Last Updated on March 2, 2020
If you are not someone investing in the stock market, you can get a wide range of investment vehicles that are on offer in the 21st century. With the emergence of newer things in this industry, you get opportunities to opt for other investment vehicles that might seem promising enough to generate some decent profits that also include funds!
Funds, to be general, happen to be the pool of money that is set aside due to some definite purposes. As a matter of fact, these pools might often get invested. While these are professionally managed, there are some types of funds in the market as well.
And when it’s about investing in the funds, you can get a wide range of options functioning differently. However, these depend on a wide range of factors that include cost, goal, management, and more. While some might prefer staking claims in the individual stocks, a plethora of options is available such as index funds and mutual funds.
But the question here is which one’s better for you. To know it, first it is required to know them individually.
So, what is the index fund?
If you ask ‘What is index fund’, here’s the answer to your question! Talking about index funds, it happens to be the investment fund that’s within the mutual fund family. It is designed for tracking and mirroring the fundamental benchmark indexes.
It consists of bonds, stocks, as well as some other investments. This type of fund is designed as a passive fund, responsible for automatically tracking the underlying index.
The best index funds are passive, unlike the mutual funds which are actively managed. A significant benefit of choosing an index fund is that it would allow investors to put the money in global stocks sans investing individually in them. It’s a great option for diversifying your portfolio.
In addition to that, the index funds come with an inherent methodology which investors find so appealing. This particularly means that once the investor chooses the fund, he or she doesn’t have to actively make decisions for investments.
Now, what’s a mutual fund?
To a whopping percentage of folks, mutual funds like the mirae asset emerging Bluechip fund might seem a complicated fund type. It might seem to be intimidating at times as well.
But, in general, mutual fund investment pulls the money from the investors and invests around a wide range of securities such as bonds, stocks, and more. Unlike the index fund, it is managed actively (as discussed above) with the fund managers who pick the investments and take profits from shareholder fees.
Generally speaking, mutual funds are normally seen to invest between bonds, stocks, as well as other securities. This makes these funds less risky than individual stocks or bonds. The mutual fund shares are also referred to as the mutual fund units.

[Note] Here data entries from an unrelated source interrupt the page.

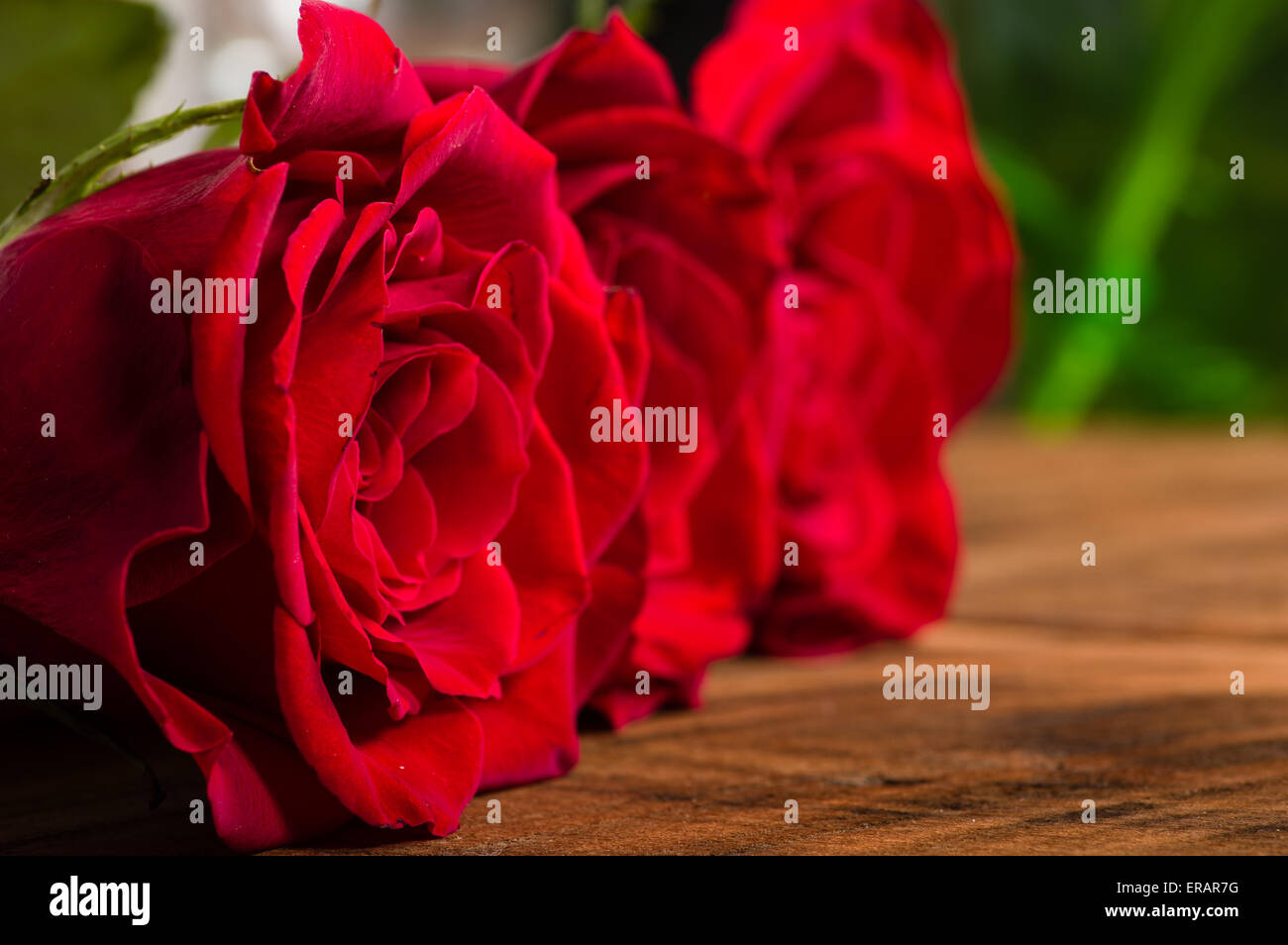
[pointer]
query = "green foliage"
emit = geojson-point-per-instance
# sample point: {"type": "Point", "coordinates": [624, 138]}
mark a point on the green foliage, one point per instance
{"type": "Point", "coordinates": [1117, 162]}
{"type": "Point", "coordinates": [68, 75]}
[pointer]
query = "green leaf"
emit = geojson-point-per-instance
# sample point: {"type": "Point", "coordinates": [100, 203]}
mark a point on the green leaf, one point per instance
{"type": "Point", "coordinates": [77, 178]}
{"type": "Point", "coordinates": [69, 71]}
{"type": "Point", "coordinates": [1207, 50]}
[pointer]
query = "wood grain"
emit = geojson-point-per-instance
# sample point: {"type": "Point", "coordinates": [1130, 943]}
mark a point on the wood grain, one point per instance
{"type": "Point", "coordinates": [1108, 682]}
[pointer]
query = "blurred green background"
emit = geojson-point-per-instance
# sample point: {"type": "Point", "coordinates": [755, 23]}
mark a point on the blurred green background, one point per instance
{"type": "Point", "coordinates": [1117, 162]}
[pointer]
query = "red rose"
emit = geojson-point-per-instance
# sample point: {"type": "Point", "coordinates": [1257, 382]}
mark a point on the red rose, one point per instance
{"type": "Point", "coordinates": [694, 232]}
{"type": "Point", "coordinates": [903, 264]}
{"type": "Point", "coordinates": [385, 463]}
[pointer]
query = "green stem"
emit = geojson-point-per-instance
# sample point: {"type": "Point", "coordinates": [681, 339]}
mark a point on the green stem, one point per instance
{"type": "Point", "coordinates": [76, 179]}
{"type": "Point", "coordinates": [1142, 194]}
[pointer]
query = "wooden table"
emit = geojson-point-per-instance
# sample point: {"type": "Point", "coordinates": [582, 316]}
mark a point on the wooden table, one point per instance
{"type": "Point", "coordinates": [1108, 683]}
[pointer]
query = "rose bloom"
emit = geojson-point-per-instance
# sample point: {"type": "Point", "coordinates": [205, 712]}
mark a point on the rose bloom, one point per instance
{"type": "Point", "coordinates": [903, 262]}
{"type": "Point", "coordinates": [696, 235]}
{"type": "Point", "coordinates": [387, 469]}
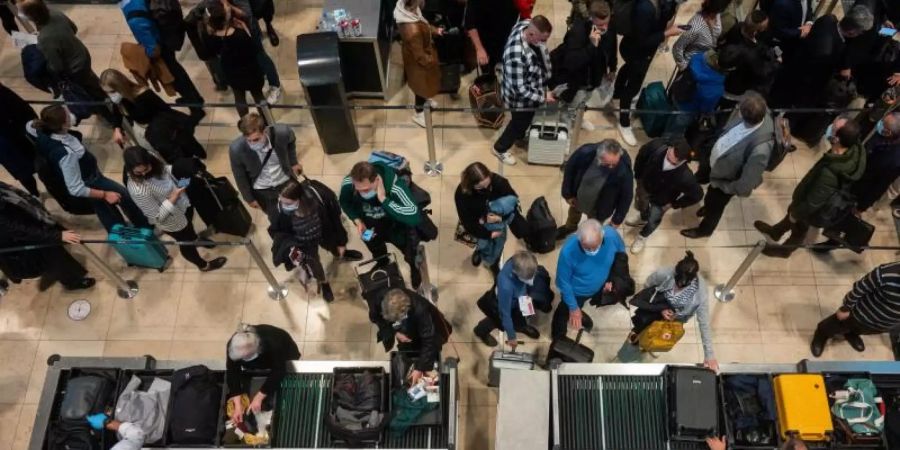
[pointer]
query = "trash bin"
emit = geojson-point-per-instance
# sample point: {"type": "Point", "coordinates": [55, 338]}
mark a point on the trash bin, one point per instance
{"type": "Point", "coordinates": [320, 75]}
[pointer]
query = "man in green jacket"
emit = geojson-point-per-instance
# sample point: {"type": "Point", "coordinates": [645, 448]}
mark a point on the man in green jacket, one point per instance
{"type": "Point", "coordinates": [838, 169]}
{"type": "Point", "coordinates": [375, 200]}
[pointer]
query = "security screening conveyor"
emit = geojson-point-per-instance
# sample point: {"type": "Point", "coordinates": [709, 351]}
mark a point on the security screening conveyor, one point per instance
{"type": "Point", "coordinates": [631, 406]}
{"type": "Point", "coordinates": [300, 405]}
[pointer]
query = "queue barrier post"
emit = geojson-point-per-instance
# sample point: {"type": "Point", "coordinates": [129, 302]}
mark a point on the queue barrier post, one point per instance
{"type": "Point", "coordinates": [433, 167]}
{"type": "Point", "coordinates": [127, 289]}
{"type": "Point", "coordinates": [275, 290]}
{"type": "Point", "coordinates": [725, 292]}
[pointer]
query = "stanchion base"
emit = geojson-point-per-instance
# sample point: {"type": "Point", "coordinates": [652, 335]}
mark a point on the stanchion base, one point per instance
{"type": "Point", "coordinates": [131, 292]}
{"type": "Point", "coordinates": [279, 294]}
{"type": "Point", "coordinates": [723, 296]}
{"type": "Point", "coordinates": [434, 168]}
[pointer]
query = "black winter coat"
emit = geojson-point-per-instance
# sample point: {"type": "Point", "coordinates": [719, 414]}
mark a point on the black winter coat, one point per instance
{"type": "Point", "coordinates": [677, 187]}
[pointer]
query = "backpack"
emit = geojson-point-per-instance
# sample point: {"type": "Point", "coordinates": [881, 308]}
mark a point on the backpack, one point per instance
{"type": "Point", "coordinates": [194, 413]}
{"type": "Point", "coordinates": [542, 235]}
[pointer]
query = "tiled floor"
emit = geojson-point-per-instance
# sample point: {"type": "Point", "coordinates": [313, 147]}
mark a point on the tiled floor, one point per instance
{"type": "Point", "coordinates": [182, 314]}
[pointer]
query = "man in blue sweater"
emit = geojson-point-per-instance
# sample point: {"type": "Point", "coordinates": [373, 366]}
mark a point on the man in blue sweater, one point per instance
{"type": "Point", "coordinates": [581, 272]}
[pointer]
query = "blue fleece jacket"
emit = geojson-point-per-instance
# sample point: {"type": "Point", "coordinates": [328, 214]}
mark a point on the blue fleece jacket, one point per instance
{"type": "Point", "coordinates": [581, 275]}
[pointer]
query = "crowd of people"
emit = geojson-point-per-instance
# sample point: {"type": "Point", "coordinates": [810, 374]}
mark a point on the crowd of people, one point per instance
{"type": "Point", "coordinates": [736, 73]}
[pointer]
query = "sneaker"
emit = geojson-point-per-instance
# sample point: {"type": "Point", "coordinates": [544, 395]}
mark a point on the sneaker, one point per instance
{"type": "Point", "coordinates": [419, 119]}
{"type": "Point", "coordinates": [638, 245]}
{"type": "Point", "coordinates": [274, 95]}
{"type": "Point", "coordinates": [505, 157]}
{"type": "Point", "coordinates": [627, 135]}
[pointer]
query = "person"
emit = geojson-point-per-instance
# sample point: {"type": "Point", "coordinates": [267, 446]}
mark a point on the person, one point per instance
{"type": "Point", "coordinates": [156, 192]}
{"type": "Point", "coordinates": [842, 166]}
{"type": "Point", "coordinates": [257, 348]}
{"type": "Point", "coordinates": [478, 186]}
{"type": "Point", "coordinates": [78, 167]}
{"type": "Point", "coordinates": [664, 182]}
{"type": "Point", "coordinates": [420, 58]}
{"type": "Point", "coordinates": [526, 71]}
{"type": "Point", "coordinates": [736, 162]}
{"type": "Point", "coordinates": [598, 181]}
{"type": "Point", "coordinates": [374, 198]}
{"type": "Point", "coordinates": [650, 28]}
{"type": "Point", "coordinates": [502, 309]}
{"type": "Point", "coordinates": [263, 159]}
{"type": "Point", "coordinates": [170, 130]}
{"type": "Point", "coordinates": [871, 307]}
{"type": "Point", "coordinates": [24, 221]}
{"type": "Point", "coordinates": [237, 53]}
{"type": "Point", "coordinates": [703, 34]}
{"type": "Point", "coordinates": [67, 57]}
{"type": "Point", "coordinates": [419, 328]}
{"type": "Point", "coordinates": [676, 293]}
{"type": "Point", "coordinates": [488, 24]}
{"type": "Point", "coordinates": [150, 35]}
{"type": "Point", "coordinates": [581, 273]}
{"type": "Point", "coordinates": [586, 57]}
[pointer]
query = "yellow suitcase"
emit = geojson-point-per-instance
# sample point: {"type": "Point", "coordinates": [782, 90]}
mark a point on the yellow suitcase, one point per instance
{"type": "Point", "coordinates": [802, 405]}
{"type": "Point", "coordinates": [660, 336]}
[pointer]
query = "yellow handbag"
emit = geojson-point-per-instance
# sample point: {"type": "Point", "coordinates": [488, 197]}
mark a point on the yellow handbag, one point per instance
{"type": "Point", "coordinates": [660, 336]}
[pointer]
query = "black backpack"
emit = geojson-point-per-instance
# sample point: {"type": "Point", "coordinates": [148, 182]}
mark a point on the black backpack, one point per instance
{"type": "Point", "coordinates": [542, 235]}
{"type": "Point", "coordinates": [194, 413]}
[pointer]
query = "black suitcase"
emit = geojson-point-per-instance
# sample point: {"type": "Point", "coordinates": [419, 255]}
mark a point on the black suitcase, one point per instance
{"type": "Point", "coordinates": [567, 350]}
{"type": "Point", "coordinates": [693, 404]}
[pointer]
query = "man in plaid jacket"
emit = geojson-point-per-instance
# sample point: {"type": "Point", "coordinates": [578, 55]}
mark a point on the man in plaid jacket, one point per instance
{"type": "Point", "coordinates": [526, 72]}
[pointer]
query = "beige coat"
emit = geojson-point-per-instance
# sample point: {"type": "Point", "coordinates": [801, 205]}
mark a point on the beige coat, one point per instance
{"type": "Point", "coordinates": [420, 60]}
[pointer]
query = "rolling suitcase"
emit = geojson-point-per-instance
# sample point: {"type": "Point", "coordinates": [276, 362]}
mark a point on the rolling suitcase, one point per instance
{"type": "Point", "coordinates": [802, 405]}
{"type": "Point", "coordinates": [693, 404]}
{"type": "Point", "coordinates": [152, 255]}
{"type": "Point", "coordinates": [548, 139]}
{"type": "Point", "coordinates": [565, 349]}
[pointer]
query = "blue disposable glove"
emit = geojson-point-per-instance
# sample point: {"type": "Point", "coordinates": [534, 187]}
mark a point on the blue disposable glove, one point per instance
{"type": "Point", "coordinates": [97, 421]}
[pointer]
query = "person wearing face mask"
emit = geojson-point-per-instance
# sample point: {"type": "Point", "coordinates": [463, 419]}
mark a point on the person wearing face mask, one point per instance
{"type": "Point", "coordinates": [155, 191]}
{"type": "Point", "coordinates": [582, 270]}
{"type": "Point", "coordinates": [419, 326]}
{"type": "Point", "coordinates": [598, 181]}
{"type": "Point", "coordinates": [501, 304]}
{"type": "Point", "coordinates": [478, 187]}
{"type": "Point", "coordinates": [79, 168]}
{"type": "Point", "coordinates": [169, 131]}
{"type": "Point", "coordinates": [675, 293]}
{"type": "Point", "coordinates": [257, 348]}
{"type": "Point", "coordinates": [836, 170]}
{"type": "Point", "coordinates": [263, 160]}
{"type": "Point", "coordinates": [376, 200]}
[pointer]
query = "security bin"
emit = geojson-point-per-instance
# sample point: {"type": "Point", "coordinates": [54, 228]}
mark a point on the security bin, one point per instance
{"type": "Point", "coordinates": [320, 75]}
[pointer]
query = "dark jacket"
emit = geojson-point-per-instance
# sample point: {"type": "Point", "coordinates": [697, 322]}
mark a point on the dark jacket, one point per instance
{"type": "Point", "coordinates": [830, 173]}
{"type": "Point", "coordinates": [474, 206]}
{"type": "Point", "coordinates": [882, 168]}
{"type": "Point", "coordinates": [648, 26]}
{"type": "Point", "coordinates": [245, 162]}
{"type": "Point", "coordinates": [620, 177]}
{"type": "Point", "coordinates": [578, 63]}
{"type": "Point", "coordinates": [677, 187]}
{"type": "Point", "coordinates": [276, 349]}
{"type": "Point", "coordinates": [426, 326]}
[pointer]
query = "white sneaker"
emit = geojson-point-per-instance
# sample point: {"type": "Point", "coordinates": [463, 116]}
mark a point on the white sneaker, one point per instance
{"type": "Point", "coordinates": [627, 135]}
{"type": "Point", "coordinates": [505, 157]}
{"type": "Point", "coordinates": [587, 125]}
{"type": "Point", "coordinates": [274, 95]}
{"type": "Point", "coordinates": [638, 245]}
{"type": "Point", "coordinates": [419, 119]}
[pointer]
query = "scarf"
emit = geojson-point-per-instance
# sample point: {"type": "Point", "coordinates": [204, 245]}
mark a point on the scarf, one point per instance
{"type": "Point", "coordinates": [403, 15]}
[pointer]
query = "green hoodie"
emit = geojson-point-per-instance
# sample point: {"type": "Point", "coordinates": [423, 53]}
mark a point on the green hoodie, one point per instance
{"type": "Point", "coordinates": [398, 205]}
{"type": "Point", "coordinates": [831, 173]}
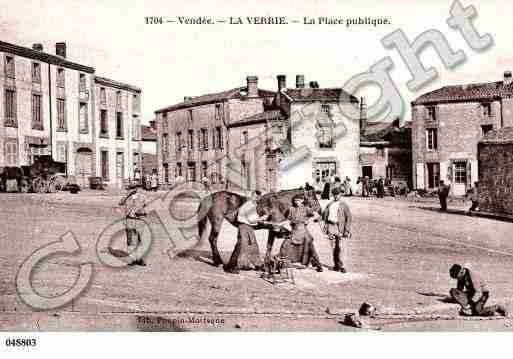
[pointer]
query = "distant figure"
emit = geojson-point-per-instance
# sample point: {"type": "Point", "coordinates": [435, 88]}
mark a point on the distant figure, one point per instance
{"type": "Point", "coordinates": [474, 197]}
{"type": "Point", "coordinates": [337, 225]}
{"type": "Point", "coordinates": [443, 193]}
{"type": "Point", "coordinates": [381, 188]}
{"type": "Point", "coordinates": [326, 190]}
{"type": "Point", "coordinates": [154, 181]}
{"type": "Point", "coordinates": [365, 186]}
{"type": "Point", "coordinates": [472, 293]}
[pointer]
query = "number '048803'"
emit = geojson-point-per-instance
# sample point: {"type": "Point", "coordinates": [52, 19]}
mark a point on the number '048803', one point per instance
{"type": "Point", "coordinates": [20, 342]}
{"type": "Point", "coordinates": [150, 20]}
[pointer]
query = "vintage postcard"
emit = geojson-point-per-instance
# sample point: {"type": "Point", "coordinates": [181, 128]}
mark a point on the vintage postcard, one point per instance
{"type": "Point", "coordinates": [282, 166]}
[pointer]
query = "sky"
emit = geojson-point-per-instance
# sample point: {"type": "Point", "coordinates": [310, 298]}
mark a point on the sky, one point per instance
{"type": "Point", "coordinates": [170, 61]}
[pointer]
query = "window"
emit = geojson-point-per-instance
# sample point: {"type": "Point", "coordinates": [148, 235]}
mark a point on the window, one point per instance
{"type": "Point", "coordinates": [191, 140]}
{"type": "Point", "coordinates": [204, 171]}
{"type": "Point", "coordinates": [135, 128]}
{"type": "Point", "coordinates": [119, 125]}
{"type": "Point", "coordinates": [204, 139]}
{"type": "Point", "coordinates": [81, 83]}
{"type": "Point", "coordinates": [10, 108]}
{"type": "Point", "coordinates": [325, 137]}
{"type": "Point", "coordinates": [104, 130]}
{"type": "Point", "coordinates": [218, 139]}
{"type": "Point", "coordinates": [104, 165]}
{"type": "Point", "coordinates": [218, 112]}
{"type": "Point", "coordinates": [120, 164]}
{"type": "Point", "coordinates": [36, 72]}
{"type": "Point", "coordinates": [61, 114]}
{"type": "Point", "coordinates": [191, 172]}
{"type": "Point", "coordinates": [487, 109]}
{"type": "Point", "coordinates": [485, 129]}
{"type": "Point", "coordinates": [10, 69]}
{"type": "Point", "coordinates": [118, 99]}
{"type": "Point", "coordinates": [11, 152]}
{"type": "Point", "coordinates": [431, 137]}
{"type": "Point", "coordinates": [135, 103]}
{"type": "Point", "coordinates": [460, 172]}
{"type": "Point", "coordinates": [431, 113]}
{"type": "Point", "coordinates": [37, 123]}
{"type": "Point", "coordinates": [433, 170]}
{"type": "Point", "coordinates": [178, 170]}
{"type": "Point", "coordinates": [60, 78]}
{"type": "Point", "coordinates": [244, 138]}
{"type": "Point", "coordinates": [62, 152]}
{"type": "Point", "coordinates": [178, 142]}
{"type": "Point", "coordinates": [103, 96]}
{"type": "Point", "coordinates": [83, 117]}
{"type": "Point", "coordinates": [165, 145]}
{"type": "Point", "coordinates": [165, 169]}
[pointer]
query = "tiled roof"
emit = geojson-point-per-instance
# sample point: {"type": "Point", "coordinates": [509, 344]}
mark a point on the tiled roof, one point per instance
{"type": "Point", "coordinates": [320, 94]}
{"type": "Point", "coordinates": [148, 134]}
{"type": "Point", "coordinates": [386, 132]}
{"type": "Point", "coordinates": [501, 135]}
{"type": "Point", "coordinates": [259, 117]}
{"type": "Point", "coordinates": [467, 92]}
{"type": "Point", "coordinates": [238, 92]}
{"type": "Point", "coordinates": [116, 84]}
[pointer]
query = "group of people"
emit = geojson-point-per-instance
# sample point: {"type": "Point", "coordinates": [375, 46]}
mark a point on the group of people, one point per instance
{"type": "Point", "coordinates": [298, 245]}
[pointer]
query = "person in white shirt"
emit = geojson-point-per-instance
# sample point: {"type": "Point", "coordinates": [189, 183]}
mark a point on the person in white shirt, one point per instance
{"type": "Point", "coordinates": [337, 225]}
{"type": "Point", "coordinates": [246, 254]}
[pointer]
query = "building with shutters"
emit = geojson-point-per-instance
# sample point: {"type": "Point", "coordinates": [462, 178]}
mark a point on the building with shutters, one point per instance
{"type": "Point", "coordinates": [447, 125]}
{"type": "Point", "coordinates": [241, 138]}
{"type": "Point", "coordinates": [53, 106]}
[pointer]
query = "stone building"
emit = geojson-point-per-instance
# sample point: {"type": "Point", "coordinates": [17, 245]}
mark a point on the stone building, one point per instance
{"type": "Point", "coordinates": [53, 106]}
{"type": "Point", "coordinates": [194, 139]}
{"type": "Point", "coordinates": [495, 158]}
{"type": "Point", "coordinates": [447, 126]}
{"type": "Point", "coordinates": [241, 138]}
{"type": "Point", "coordinates": [385, 151]}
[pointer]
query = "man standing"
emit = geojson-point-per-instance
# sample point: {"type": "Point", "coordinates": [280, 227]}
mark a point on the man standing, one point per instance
{"type": "Point", "coordinates": [472, 293]}
{"type": "Point", "coordinates": [246, 254]}
{"type": "Point", "coordinates": [474, 197]}
{"type": "Point", "coordinates": [134, 203]}
{"type": "Point", "coordinates": [337, 225]}
{"type": "Point", "coordinates": [443, 193]}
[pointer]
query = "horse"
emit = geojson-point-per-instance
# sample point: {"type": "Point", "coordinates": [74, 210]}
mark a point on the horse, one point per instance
{"type": "Point", "coordinates": [225, 204]}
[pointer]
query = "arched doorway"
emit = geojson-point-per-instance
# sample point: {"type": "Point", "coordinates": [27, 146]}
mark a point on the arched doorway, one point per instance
{"type": "Point", "coordinates": [84, 166]}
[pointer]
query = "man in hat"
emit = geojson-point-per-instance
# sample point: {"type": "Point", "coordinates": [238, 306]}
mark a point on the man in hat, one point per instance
{"type": "Point", "coordinates": [134, 205]}
{"type": "Point", "coordinates": [472, 293]}
{"type": "Point", "coordinates": [337, 225]}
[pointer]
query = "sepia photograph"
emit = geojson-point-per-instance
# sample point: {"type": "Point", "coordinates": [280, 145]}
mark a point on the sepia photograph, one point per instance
{"type": "Point", "coordinates": [286, 166]}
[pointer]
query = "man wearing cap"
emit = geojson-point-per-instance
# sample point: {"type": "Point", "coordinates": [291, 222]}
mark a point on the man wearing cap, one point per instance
{"type": "Point", "coordinates": [472, 293]}
{"type": "Point", "coordinates": [337, 225]}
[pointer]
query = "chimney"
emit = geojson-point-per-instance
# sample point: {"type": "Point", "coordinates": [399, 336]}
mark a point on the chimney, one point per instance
{"type": "Point", "coordinates": [300, 81]}
{"type": "Point", "coordinates": [507, 78]}
{"type": "Point", "coordinates": [363, 115]}
{"type": "Point", "coordinates": [37, 47]}
{"type": "Point", "coordinates": [60, 49]}
{"type": "Point", "coordinates": [252, 82]}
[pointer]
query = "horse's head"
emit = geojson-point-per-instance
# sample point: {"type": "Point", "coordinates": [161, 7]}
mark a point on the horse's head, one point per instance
{"type": "Point", "coordinates": [311, 201]}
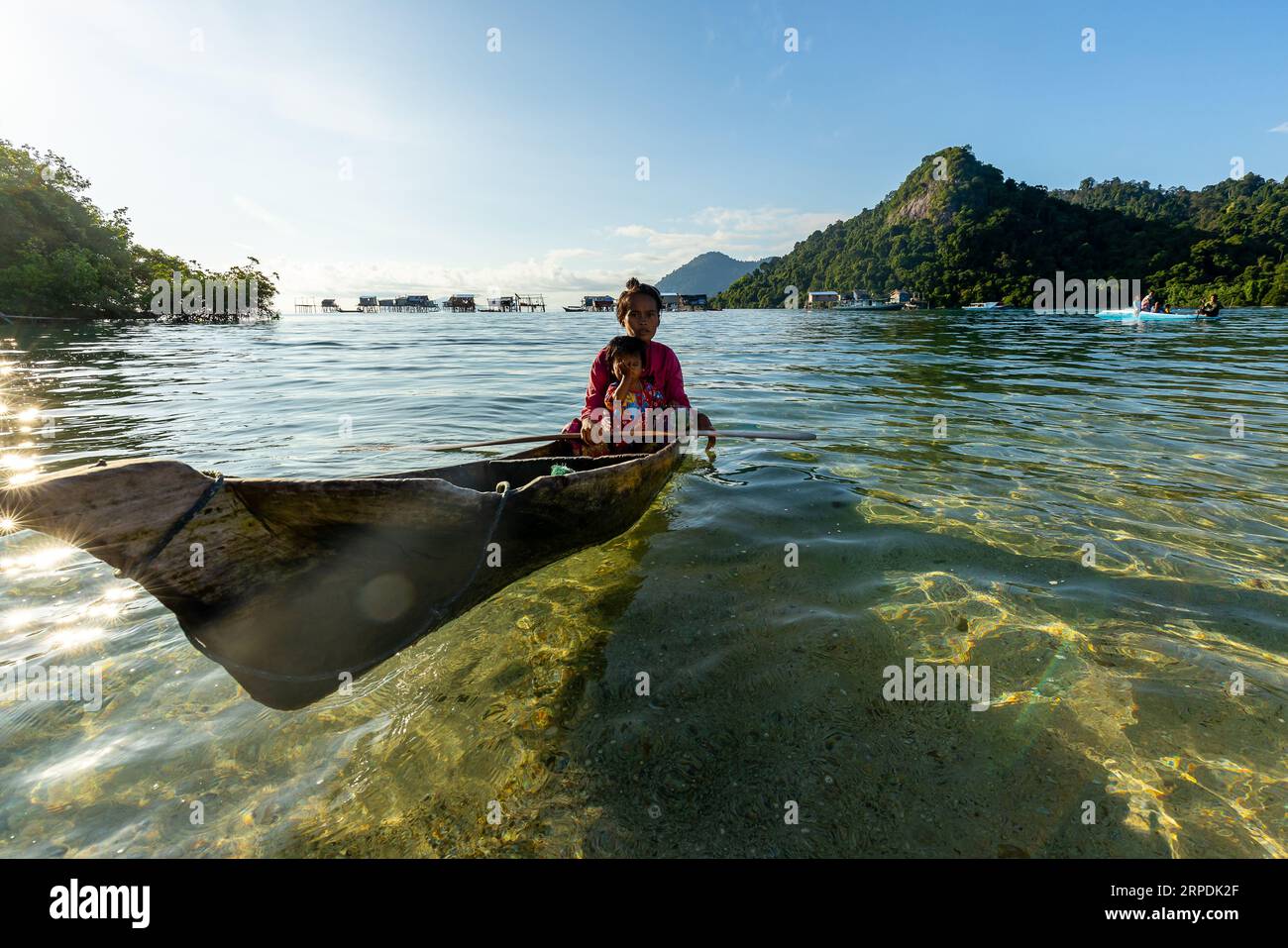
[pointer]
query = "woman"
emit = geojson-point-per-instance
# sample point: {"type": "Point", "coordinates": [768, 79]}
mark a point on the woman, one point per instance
{"type": "Point", "coordinates": [639, 309]}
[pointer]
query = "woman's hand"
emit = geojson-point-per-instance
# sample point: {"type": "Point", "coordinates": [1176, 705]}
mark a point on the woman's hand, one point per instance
{"type": "Point", "coordinates": [704, 425]}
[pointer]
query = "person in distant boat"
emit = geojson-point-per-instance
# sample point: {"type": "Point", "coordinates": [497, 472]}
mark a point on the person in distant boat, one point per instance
{"type": "Point", "coordinates": [639, 309]}
{"type": "Point", "coordinates": [1211, 308]}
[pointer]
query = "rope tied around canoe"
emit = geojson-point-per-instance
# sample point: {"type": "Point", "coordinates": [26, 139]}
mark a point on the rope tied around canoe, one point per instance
{"type": "Point", "coordinates": [502, 488]}
{"type": "Point", "coordinates": [176, 527]}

These are bought at the net asset value of the fund, i.e. NAVPS or NAV. As a matter of fact, it simply divides the value of securities in funds by the outstanding shares’ number.
Investing in a mutual fund means that you go for the decision of investing in one fund which is managed actively by the fund managers. Therefore, you have to pay a fee that happens to be a bit higher than the former type of funds. If you go for the standard mutual fund like a reliance small-cap fund, there will be a possibility that you will have to pay 1-3% on average as the fee.
So, which fund is better – Is it Mutual fund or an Index fund?
If you want to know about index funds vs. mutual funds, then you can check out the differences between the two. The main differences are mentioned below:
- Their management style
A significant difference between mutual and index funds lies in their management style, i.e. whether they are active or passive. Stating the aforementioned information, you know that already. However, here’s talking more about it.
Index funds happen to be passive in the type of management they carry forward. This means that they aren’t adding or trading investments in an active manner. The index funds get automated to the track alongside some benchmark indexes such as S&P 500.
Hence, the investment mix in mutual funds depends on its underlying index.
On the contrary to the index fund’s management style, mutual funds happen to be active in the management style that they carry forward. This means that the fund managers in this type of fund or the analysts are picking the fund holdings in an active manner such as bonds, stocks, and some other securities.
- Their objectives
For the index funds, the primary aim is matching returns of benchmark indexes right before the fees. However, the goal of any index fund is to generate the same return figure like that of the benchmark index, subtracted by the fees. Nevertheless, the mutual funds focus on beating returns of the comparable or the benchmark index right after the fees.
When the market gets volatile, the index funds can get harder to be pulled out! So, this is one major index fund vs. mutual fund difference that you can learn before choosing one of the available options.
Now, which one should you choose?
With regard to what has been mentioned above, it becomes important to know about what index funds and mutual funds might offer you! With mutual funds, you get better flexibility for moving the assets because they generally come with lower flexibility, mainly because of their passive nature. You can also get higher potential returns by choosing mutual funds.
What’s more, you might be luckier to get short-term trading opportunities because fund managers can trade actively.
On the contrary, by choosing index funds, you can get lower fees on the capital given that it comes with lesser turnover from stocks. You might get access to global stocks sans investing in them actively. Index funds can even allow the set it & forget it (the format) by which you can invest in funds without tracking the individual stocks each and every day.
While you have read about their differences, in general, both can offer you convenient and high-revenue opportunities. You only need to make sure that you are well versed in them and that you do your homework wisely to figure out the best fit for you!